On Sun, Mar 8, 2009 at 10:06 AM, Søren Hauberg <so...@hauberg.org> wrote:
> søn, 08 03 2009 kl. 09:40 +0100, skrev Jaroslav Hajek:
>> 1. "use all" -> "all" etc - I think this is more Octavish
>
> Agreed.
>
>> 2. covariances of zero-length vectors are returned as NA. covariances
>> of length 1 vectors are zero.
>
> Makes sense.
>
>> 3. vectorizing the "pairs" case was really tricky (due to NaN/Inf/NA
>> issues), but I think I got there in the end.
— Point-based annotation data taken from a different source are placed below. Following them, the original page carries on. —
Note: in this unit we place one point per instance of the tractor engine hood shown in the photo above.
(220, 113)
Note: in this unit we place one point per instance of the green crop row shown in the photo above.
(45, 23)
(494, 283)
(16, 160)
I welcome testing.
>
> I tried the following:
>
> ## Create data
> data = rand (10, 2);
> na_data = data;
> na_data (6, 1) = na_data (7, 2) = NA;
>
> ## Compute covariances
> c1 = cov (na_data, "complete");
> c2 = cov (na_data, "pairs");
>
> I get
>
> c1 =
>
> 0.062607 0.042061
> 0.042061 0.081121
>
> which seems right, but
>
> c2 =
>
> NaN NaN
> NaN NaN
>
> which doesn't really seem right.
>
OK, I see the problem. Attached an update.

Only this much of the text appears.